Re: First steps towards making NO_IRQ a generic concept

From: Matthew Wilcox
Date: Thu Nov 03 2005 - 11:02:53 EST


On Thu, Nov 03, 2005 at 04:44:39PM +0100, Ingo Molnar wrote:
> > + if (irq >= NR_IRQS)
> > + return;
>
> hm, why not start with the -1 value for PCI_NO_IRQ, instead of 0:
>
> > +#define PCI_NO_IRQ 0
>
> and be done with it.

There's a number of drivers which check "if (!irq) ...". For example:

drivers/net/3c523.c: if ((irq && irq != dev->irq) ||
drivers/net/atarilance.c: if (!irq) {
drivers/net/cs89x0.c: if (!dev->irq)
drivers/net/depca.c: if (!dev->irq) {
drivers/net/eexpress.c: if (!dev->irq || !irqrmap[dev->irq])
drivers/net/ewrk3.c: if (!dev->irq) {
drivers/net/ibmlana.c: return (base != 0 || irq != 0) ? -ENXIO
: -ENODE
drivers/net/lasi_82596.c: if (!dev->irq) {
drivers/net/ne-h8300.c: if (! dev->irq) {
drivers/net/ne.c: if (! dev->irq) {
drivers/net/ni52.c: if(!dev->irq)
drivers/net/ni65.c: if(!dev->irq)
drivers/net/pcnet32.c: if (!dev->irq) {

... and that's just drivers/net, and that doesn't include other ways
for checking if irq is not 0, and doesn't include irqs referred to
under different names not including the string 'irq'. Against that,
I know not all of these are PCI drivers.
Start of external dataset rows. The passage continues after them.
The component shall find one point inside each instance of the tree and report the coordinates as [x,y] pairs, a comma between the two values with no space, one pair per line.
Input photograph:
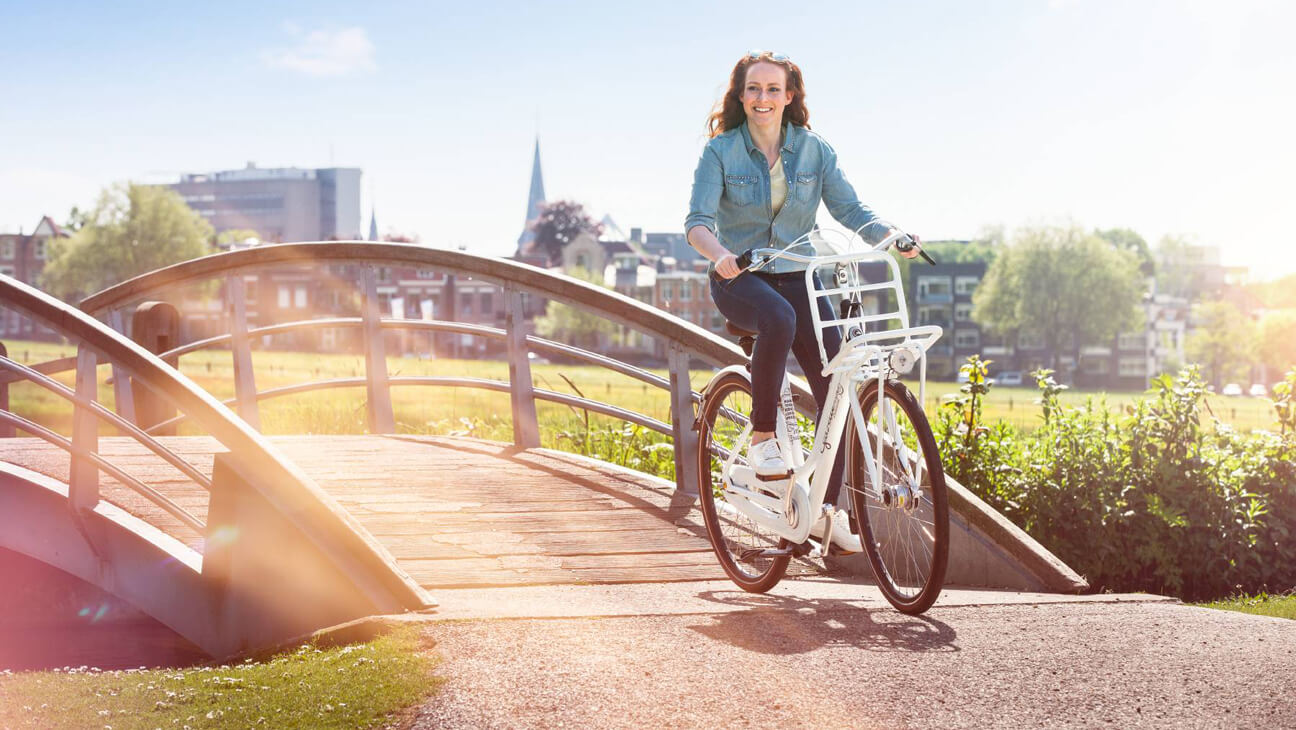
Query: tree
[1178,271]
[1067,287]
[227,239]
[557,224]
[1222,341]
[576,326]
[132,230]
[1275,344]
[1128,240]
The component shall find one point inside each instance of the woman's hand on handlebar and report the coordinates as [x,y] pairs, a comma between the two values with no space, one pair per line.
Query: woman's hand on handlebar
[727,266]
[909,249]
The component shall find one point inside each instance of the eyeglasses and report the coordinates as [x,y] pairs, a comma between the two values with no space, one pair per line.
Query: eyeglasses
[776,57]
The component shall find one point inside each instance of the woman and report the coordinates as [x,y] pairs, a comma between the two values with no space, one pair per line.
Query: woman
[758,184]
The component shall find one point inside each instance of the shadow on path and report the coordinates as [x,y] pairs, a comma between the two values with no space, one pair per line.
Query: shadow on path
[784,625]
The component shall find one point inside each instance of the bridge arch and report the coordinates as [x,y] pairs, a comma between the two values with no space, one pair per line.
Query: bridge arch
[257,498]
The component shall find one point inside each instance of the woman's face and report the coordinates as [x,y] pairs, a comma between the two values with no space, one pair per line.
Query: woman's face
[765,94]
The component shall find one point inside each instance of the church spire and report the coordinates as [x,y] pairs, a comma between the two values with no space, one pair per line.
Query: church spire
[533,201]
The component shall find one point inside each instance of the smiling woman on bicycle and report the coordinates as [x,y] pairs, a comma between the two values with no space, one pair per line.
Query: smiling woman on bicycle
[758,183]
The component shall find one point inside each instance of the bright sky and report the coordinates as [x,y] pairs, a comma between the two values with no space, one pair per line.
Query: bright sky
[1167,117]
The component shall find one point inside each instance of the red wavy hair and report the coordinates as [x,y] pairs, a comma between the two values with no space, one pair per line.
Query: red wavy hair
[729,114]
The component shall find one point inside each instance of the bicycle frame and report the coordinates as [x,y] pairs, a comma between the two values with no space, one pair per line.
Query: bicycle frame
[862,362]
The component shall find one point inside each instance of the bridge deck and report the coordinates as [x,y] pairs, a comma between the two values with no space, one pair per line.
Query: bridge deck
[455,512]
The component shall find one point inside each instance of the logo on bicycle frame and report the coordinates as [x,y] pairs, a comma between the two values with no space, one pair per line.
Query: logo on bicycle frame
[832,414]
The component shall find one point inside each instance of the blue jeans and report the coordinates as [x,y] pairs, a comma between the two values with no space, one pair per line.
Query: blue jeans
[776,306]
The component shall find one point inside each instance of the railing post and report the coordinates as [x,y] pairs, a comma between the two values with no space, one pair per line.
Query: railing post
[682,422]
[381,419]
[122,385]
[240,348]
[156,327]
[521,392]
[83,480]
[7,429]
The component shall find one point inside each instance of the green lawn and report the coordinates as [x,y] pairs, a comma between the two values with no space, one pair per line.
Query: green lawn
[1281,606]
[354,686]
[443,410]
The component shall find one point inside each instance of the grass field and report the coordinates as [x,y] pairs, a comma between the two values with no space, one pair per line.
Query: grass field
[486,414]
[354,686]
[1279,606]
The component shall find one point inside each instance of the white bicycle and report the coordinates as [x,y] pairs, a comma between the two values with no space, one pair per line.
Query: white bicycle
[897,495]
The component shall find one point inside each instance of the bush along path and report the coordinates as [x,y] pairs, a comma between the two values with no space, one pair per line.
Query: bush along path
[367,685]
[1139,499]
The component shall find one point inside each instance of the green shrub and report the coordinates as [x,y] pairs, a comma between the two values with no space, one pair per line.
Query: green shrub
[1142,499]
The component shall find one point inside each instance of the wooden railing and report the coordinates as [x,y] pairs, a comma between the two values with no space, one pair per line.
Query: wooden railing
[683,341]
[253,462]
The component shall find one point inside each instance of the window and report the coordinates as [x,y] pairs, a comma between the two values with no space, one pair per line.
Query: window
[1132,341]
[1094,366]
[1133,367]
[933,315]
[931,287]
[1030,341]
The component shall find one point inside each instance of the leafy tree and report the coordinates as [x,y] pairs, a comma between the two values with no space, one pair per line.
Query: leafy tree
[1178,271]
[1275,345]
[576,326]
[557,224]
[1068,287]
[1222,341]
[1128,240]
[132,230]
[232,236]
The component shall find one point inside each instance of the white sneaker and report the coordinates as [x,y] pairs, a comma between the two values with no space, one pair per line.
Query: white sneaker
[766,459]
[844,542]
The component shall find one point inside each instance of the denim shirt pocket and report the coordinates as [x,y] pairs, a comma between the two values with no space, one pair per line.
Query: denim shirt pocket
[741,188]
[806,183]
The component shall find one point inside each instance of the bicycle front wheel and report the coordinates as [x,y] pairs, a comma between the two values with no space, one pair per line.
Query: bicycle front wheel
[903,519]
[740,543]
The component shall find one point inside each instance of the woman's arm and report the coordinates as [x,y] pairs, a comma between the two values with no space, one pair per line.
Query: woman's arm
[700,224]
[706,244]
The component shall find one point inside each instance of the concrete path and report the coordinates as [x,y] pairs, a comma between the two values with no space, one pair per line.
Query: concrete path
[824,654]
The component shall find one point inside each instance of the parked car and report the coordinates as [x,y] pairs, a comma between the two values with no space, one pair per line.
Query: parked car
[1011,377]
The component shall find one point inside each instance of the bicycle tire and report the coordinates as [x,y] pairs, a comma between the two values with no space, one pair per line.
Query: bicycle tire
[907,547]
[735,538]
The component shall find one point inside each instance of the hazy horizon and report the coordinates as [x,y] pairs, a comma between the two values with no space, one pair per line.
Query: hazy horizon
[1163,117]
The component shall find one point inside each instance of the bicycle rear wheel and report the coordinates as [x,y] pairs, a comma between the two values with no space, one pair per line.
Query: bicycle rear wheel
[907,540]
[739,542]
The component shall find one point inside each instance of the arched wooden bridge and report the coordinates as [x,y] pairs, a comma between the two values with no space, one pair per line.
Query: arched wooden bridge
[239,541]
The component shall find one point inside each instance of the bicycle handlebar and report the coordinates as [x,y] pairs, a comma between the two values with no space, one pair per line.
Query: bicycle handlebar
[748,261]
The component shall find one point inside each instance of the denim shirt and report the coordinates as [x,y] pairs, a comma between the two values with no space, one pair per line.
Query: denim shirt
[731,193]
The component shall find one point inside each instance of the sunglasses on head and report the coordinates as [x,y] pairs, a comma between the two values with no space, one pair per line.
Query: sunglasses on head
[775,57]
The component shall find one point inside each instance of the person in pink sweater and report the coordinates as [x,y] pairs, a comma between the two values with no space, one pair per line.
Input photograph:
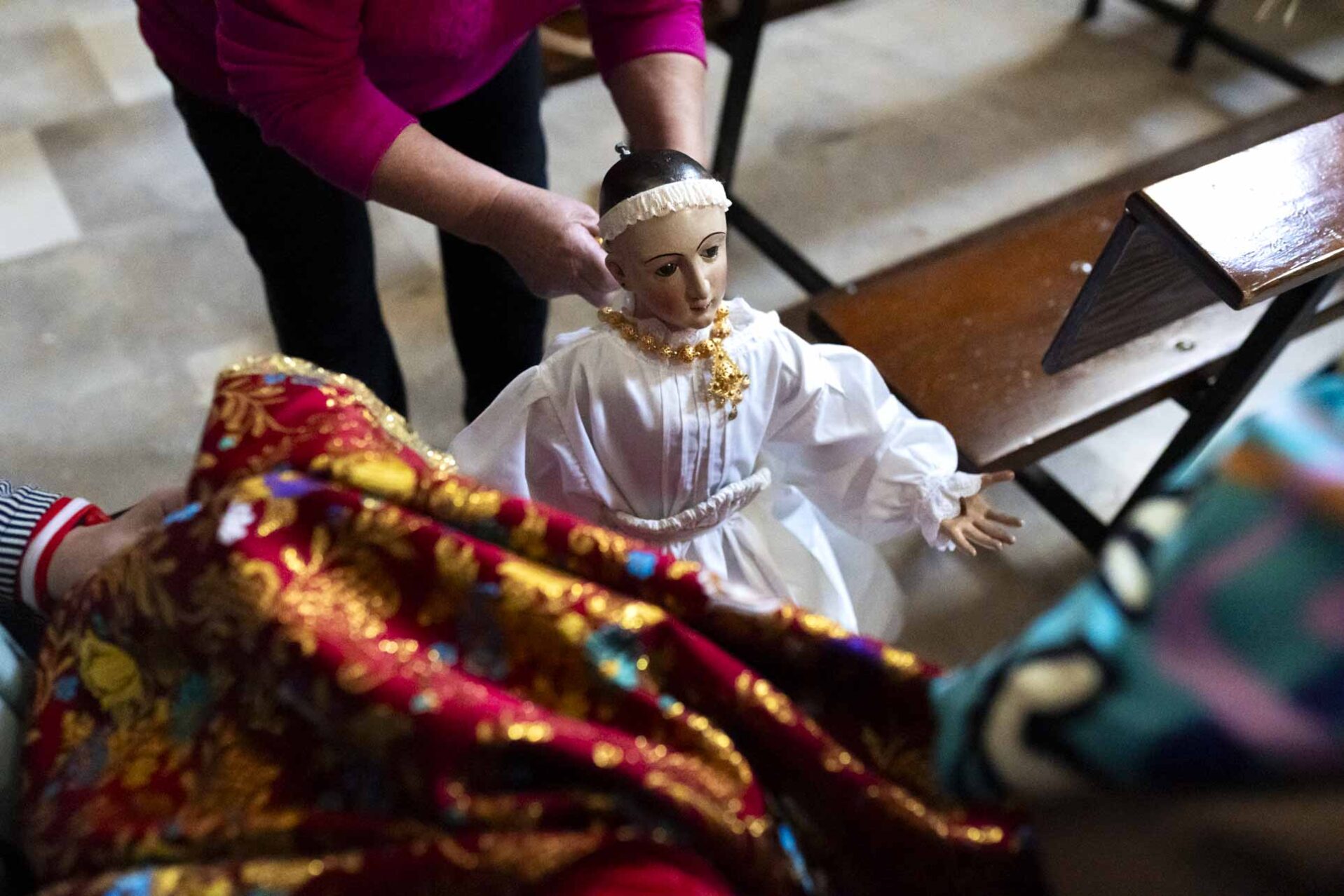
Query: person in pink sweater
[304,109]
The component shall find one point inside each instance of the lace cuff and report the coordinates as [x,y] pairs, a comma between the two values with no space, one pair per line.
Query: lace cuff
[941,500]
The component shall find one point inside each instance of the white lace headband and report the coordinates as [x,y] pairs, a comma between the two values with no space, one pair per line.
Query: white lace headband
[663,201]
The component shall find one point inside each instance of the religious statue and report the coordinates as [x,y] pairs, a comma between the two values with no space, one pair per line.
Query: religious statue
[671,418]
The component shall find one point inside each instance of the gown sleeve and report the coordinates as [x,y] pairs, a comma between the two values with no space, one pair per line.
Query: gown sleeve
[862,457]
[519,445]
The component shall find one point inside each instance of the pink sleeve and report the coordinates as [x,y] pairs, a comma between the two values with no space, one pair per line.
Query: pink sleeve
[625,30]
[293,66]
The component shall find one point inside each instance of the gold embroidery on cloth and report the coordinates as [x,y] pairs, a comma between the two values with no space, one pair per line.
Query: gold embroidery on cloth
[388,419]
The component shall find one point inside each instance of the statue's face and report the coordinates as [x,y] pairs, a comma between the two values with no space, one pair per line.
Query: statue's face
[677,266]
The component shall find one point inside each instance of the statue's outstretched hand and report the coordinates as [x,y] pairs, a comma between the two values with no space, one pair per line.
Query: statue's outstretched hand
[979,523]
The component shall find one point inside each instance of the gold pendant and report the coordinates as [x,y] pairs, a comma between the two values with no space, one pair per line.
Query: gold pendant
[728,382]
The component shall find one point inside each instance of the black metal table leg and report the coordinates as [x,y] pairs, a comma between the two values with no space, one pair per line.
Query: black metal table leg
[1064,505]
[1276,330]
[744,43]
[744,46]
[777,249]
[1191,34]
[1238,46]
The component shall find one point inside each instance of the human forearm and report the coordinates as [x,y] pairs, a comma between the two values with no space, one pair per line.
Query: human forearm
[662,101]
[549,240]
[423,176]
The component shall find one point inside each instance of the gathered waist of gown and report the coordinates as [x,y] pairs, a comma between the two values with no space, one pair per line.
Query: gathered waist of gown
[695,520]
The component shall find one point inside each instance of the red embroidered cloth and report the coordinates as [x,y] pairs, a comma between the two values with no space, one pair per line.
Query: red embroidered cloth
[344,670]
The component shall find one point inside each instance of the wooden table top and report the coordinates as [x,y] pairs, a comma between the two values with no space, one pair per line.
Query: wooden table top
[958,334]
[1268,218]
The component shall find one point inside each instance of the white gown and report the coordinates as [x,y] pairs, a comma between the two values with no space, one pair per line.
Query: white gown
[609,433]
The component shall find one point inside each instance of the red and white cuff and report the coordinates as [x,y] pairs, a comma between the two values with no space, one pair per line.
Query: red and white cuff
[48,535]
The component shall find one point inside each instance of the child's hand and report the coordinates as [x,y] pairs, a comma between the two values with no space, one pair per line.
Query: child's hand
[979,519]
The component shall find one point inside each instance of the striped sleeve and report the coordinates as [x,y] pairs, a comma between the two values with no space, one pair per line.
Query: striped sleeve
[22,508]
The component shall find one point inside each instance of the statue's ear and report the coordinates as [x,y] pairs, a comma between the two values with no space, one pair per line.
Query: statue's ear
[617,271]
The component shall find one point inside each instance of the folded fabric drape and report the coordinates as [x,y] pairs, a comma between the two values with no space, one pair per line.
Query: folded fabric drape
[346,670]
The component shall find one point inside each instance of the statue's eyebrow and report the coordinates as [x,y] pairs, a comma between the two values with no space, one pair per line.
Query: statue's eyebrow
[718,233]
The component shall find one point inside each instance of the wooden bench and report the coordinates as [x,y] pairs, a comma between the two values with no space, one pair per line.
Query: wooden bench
[1197,26]
[960,334]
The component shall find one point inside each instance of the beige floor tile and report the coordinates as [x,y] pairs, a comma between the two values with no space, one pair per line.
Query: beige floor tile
[34,212]
[46,76]
[116,48]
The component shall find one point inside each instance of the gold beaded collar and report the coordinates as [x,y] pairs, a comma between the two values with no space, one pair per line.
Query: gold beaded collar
[728,382]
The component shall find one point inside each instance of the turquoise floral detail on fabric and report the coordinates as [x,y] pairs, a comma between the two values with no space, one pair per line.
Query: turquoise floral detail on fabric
[615,652]
[182,515]
[191,705]
[135,884]
[1207,649]
[642,564]
[800,865]
[479,633]
[444,652]
[66,688]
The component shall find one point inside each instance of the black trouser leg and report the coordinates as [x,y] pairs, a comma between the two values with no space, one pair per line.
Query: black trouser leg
[498,325]
[312,242]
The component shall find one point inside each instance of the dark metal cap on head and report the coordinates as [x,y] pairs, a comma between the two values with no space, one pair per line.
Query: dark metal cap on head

So we need to spend some time
checking drivers for this assumption.

We also need to figure out what to do with non-PCI drivers. Some of
them need more work than others to work with a -1 NO_IRQ. There's also
plenty of janitorial work with people misusing the probe_irq_off()
interface.

> > - Move the definition of NO_IRQ from asm directories to
> > <linux/hardirq.h>. Individual architectures can still override it if
> > they want to, but all existing definitions were -1.
>
> we shouldnt make it overridable just for the sake of it. If all arches
> were fine with -1, it should be the generic value and there's no
> override.

Fine with me. I can take out the ifndef.

> plus, shouldnt this go into -mm first, since it clearly affects some
> drivers? Why into Linus' tree immediately?

With the way I'm staging it, it shouldn't affect drivers. The only
exception was the pcmcia driver that defined its own NO_IRQ macro. So I
converted that one to the new preferred way to check the irq is unset.